Mehmet Görmez hoca bir tarihte Çankırı’ya gider. Kanuni döneminden kalma Süleyman Camii’nde Cuma namazı kılar. Namaz esnasında, ‘Hocam, hutbeye buyurun’ derler. Hoca Cuma hutbesini irat etmek üzere minbere çıkar. Ancak zihninde hangi konuda, nasıl bir hutbe irat edeceğine dair tereddüt vardır.
YÜZLERCE YIL ÖNCE YAZILMIŞ BİR HÜSNÜ HAT
Derken başını yukarı kaldırır. Büyük olamayan kubbede bir hüsnü hat görür. Orada şöyle yazar:
“Kalbin semasına doğan ilk ışık hikmet yıldızıdır. Sonra ilim ayıdır. Sonra marifet güneşidir.

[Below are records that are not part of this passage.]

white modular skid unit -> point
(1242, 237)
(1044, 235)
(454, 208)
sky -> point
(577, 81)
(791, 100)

Hikmet yıldızının ışığında eşyanın hakikati müşahede edilir. İlim ayının ışığında mana alemi müşahede edilir. Marifet güneşinin ışığında Hazreti Mevla müşahede edilir.”
Hoca gördüğü bu hüsnü hattan çok etkilenir. Zira bu kubbe kuşağı yazısı İstanbul’da Süleymaniye’de değil, Anadolu’da, bir zamanlar Kastamonu’nun bir kasabası olan Kengırı’de (Çankırı) yüzyıllar önce yapılmış bir caminin içine yazılmıştır.